Bitcoin and Ethereum are two of the most popular cryptocurrencies on the market today. This post will explore how they work, who created them, and what each offers to consumers. We'll also touch on some of the advantages and disadvantages of using these currencies in daily life.
Bitcoin:
Bitcoin is a decentralized, peer-to-peer digital currency that has no physical form or intrinsic value. The goal for this design was to create a way for people who don't know each other to trust one another without using intermediaries such as banks (which charge high fees).
Pros:
When sending bitcoins, there are no transaction fees, so the cryptocurrency is often used to complete international money transfers.
You can easily store or hold your coins in any digital wallet of your own choice.
The supply of bitcoin is limited - only 21 million coins will ever exist - which means it could potentially increase in value if demand continues to grow over time (and people don't lose their wallets with all their Bitcoins). Disadvantages of Bitcoin: The blockchain behind the technology has been known for its incredible energy consumption and slow processing speeds. This makes it difficult for consumers that want fast transactions times with low fees.
Cons:
The blockchain behind the technology has been known for its incredible energy consumption and slow processing speeds. This makes it difficult for consumers that want fast transactions times with low fees.
Some people argue cryptocurrencies should not be used as a store of value since they are too volatile to guarantee their long-term worth compared to more traditional currencies like gold or U.S Dollars.
Bitcoin Cash was founded in 2017 when a segment of the Bitcoin world got dissatisfied with high processing fees and saw the need for the latest iteration of bitcoin that handled these issues while retaining all other qualities such as confidentiality and data integrity. However, since this split happened so recently, there is still some confusion around Bcash: whether it's just another coin on par with BTC (like Litecoin) or an entirely different cryptocurrency altogether (like Ethereum).
Ethereum:
Ethereum is a decentralized framework that executes blockchain networks, which are apps that function precisely as planned with no interruption, censoring, deception, or 3rd interaction. These apps can be built by anyone and help to govern everything from exchange trading to voting systems, inventory management, and the sharing economy (such as Uber or Airbnb).
Since its release in 2015, Ethereum has become the second-largest cryptocurrency by market cap. Unlike Bitcoin or other cryptocurrencies that are created to function as a store of value, Ether was built with additional features such as smart contracts and decentralized apps (or apps) that help developers automate their software.
Pros:
The platform operates on an open-source network, meaning no third parties can charge fees for transactions.
Many apps have been created using this technology, including CryptoKitties - one of the first blockchain games where users could breed virtual cats.

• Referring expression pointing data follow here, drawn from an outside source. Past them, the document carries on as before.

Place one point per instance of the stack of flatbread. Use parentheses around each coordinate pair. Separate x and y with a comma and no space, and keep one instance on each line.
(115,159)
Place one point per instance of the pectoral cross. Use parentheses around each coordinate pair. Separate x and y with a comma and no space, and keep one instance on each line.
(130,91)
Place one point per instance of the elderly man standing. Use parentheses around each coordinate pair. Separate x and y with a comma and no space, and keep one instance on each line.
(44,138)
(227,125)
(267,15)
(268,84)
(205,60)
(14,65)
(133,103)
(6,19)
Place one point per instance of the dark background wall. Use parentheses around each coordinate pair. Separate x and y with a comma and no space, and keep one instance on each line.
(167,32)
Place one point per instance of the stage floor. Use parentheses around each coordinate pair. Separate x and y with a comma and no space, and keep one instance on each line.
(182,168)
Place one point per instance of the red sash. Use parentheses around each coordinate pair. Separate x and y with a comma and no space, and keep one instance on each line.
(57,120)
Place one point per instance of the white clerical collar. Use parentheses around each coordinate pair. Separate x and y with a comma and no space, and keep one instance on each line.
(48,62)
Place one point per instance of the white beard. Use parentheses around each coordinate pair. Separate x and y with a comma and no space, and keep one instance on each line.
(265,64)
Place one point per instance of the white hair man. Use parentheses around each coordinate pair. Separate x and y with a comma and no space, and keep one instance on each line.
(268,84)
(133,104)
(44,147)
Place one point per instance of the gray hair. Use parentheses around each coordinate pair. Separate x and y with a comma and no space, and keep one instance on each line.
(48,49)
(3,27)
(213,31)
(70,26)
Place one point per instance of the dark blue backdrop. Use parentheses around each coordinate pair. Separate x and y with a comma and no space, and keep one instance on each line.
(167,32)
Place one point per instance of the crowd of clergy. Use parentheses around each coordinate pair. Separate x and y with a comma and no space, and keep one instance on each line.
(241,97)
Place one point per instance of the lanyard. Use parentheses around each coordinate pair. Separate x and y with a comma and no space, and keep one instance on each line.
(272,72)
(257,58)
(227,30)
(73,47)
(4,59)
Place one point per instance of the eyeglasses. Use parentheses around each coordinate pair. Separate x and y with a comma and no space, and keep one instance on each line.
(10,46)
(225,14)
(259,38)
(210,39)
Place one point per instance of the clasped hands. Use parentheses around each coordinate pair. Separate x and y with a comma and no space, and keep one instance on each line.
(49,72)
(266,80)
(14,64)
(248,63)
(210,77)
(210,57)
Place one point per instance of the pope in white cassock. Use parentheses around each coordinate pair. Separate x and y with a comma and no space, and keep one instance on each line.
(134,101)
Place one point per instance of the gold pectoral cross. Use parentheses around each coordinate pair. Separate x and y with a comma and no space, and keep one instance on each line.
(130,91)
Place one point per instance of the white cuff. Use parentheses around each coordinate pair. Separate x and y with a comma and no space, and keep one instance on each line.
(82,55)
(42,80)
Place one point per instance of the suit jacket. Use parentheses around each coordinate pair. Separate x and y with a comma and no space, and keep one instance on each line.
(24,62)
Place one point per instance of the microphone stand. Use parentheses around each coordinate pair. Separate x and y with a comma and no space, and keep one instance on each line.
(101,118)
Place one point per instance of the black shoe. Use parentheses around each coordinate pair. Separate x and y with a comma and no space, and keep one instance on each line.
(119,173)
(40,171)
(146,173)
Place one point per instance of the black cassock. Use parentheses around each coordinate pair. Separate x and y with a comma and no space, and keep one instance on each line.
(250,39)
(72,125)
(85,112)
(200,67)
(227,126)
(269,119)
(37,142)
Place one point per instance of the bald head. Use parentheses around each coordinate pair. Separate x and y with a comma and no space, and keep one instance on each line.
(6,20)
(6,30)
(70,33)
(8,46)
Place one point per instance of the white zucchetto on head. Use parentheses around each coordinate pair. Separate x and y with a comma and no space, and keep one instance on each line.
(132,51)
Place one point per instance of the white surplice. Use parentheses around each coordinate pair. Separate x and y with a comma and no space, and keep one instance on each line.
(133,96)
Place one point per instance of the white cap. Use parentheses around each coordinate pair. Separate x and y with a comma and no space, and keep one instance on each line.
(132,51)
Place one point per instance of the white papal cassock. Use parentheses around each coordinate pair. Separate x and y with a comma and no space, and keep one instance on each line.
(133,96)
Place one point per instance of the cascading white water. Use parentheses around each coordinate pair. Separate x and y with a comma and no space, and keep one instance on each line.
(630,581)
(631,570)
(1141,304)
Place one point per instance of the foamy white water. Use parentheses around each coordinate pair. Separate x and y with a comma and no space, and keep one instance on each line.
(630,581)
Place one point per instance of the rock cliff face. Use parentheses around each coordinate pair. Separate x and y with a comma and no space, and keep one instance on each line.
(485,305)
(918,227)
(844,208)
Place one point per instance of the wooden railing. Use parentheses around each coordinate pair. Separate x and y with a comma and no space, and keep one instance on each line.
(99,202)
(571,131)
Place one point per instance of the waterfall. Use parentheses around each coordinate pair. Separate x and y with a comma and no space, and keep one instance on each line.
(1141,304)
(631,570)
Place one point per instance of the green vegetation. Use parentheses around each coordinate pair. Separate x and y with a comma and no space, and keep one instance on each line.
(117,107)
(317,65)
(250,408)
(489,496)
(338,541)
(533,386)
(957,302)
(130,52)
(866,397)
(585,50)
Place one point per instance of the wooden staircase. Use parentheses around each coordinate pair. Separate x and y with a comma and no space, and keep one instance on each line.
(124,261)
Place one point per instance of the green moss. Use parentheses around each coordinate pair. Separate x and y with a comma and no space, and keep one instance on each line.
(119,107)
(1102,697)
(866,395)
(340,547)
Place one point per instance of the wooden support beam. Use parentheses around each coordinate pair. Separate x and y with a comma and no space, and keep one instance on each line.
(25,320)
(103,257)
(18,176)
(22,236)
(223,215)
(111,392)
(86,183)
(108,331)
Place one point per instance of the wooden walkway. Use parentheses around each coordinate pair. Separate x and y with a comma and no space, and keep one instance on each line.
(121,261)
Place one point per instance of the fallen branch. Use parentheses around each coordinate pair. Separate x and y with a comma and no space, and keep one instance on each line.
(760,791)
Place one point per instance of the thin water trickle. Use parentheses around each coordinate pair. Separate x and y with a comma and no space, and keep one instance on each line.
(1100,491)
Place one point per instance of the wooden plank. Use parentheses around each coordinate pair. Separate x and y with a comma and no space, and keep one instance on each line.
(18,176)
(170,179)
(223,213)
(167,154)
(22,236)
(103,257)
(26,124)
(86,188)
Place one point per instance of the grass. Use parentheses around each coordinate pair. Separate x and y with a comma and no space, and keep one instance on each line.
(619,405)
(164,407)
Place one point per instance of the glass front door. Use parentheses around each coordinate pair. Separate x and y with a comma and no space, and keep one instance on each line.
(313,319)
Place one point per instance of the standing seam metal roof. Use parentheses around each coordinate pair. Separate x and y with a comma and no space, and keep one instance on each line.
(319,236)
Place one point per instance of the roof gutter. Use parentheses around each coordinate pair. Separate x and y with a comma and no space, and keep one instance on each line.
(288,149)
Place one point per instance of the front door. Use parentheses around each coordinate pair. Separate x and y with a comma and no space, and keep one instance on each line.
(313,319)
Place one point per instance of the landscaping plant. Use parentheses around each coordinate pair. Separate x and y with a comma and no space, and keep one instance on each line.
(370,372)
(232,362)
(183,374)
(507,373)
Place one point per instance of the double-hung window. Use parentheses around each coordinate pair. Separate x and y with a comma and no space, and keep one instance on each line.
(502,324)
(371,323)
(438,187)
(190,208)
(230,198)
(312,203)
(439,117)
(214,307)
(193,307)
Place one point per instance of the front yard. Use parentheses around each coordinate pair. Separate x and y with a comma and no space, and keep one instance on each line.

Although slow speeds made playing difficult at times, these problems were fixed after implementing off-chain solutions so more transactions could be processed at once.
Cons:
Like Bitcoin, Ethereum is a public platform that utilizes blockchain technology. Unfortunately, this means it has the same scaling issues as BTC - making transactions slow and costly at times.
Ethereum also runs on its programming language, Solidity, which developers must learn to create apps or intelligent contracts. It's not an easy language for beginners, so this could be another barrier stopping some people from adopting cryptocurrency as their method of choice for transacting value online.
Bitcoin or Ethereum: Which is best?
This is ultimately a matter of opinion, and the answer will depend on what you want to use cryptocurrency for. If you're seeking a viable means of exchange with rapid, affordable exchanges that can be used as everyday money, Bitcoin could be for you. On the other hand, some people argue cryptocurrencies should not be used as a store of value since they are too volatile to guarantee their long-term worth compared to more traditional currencies like gold or U.S Dollars.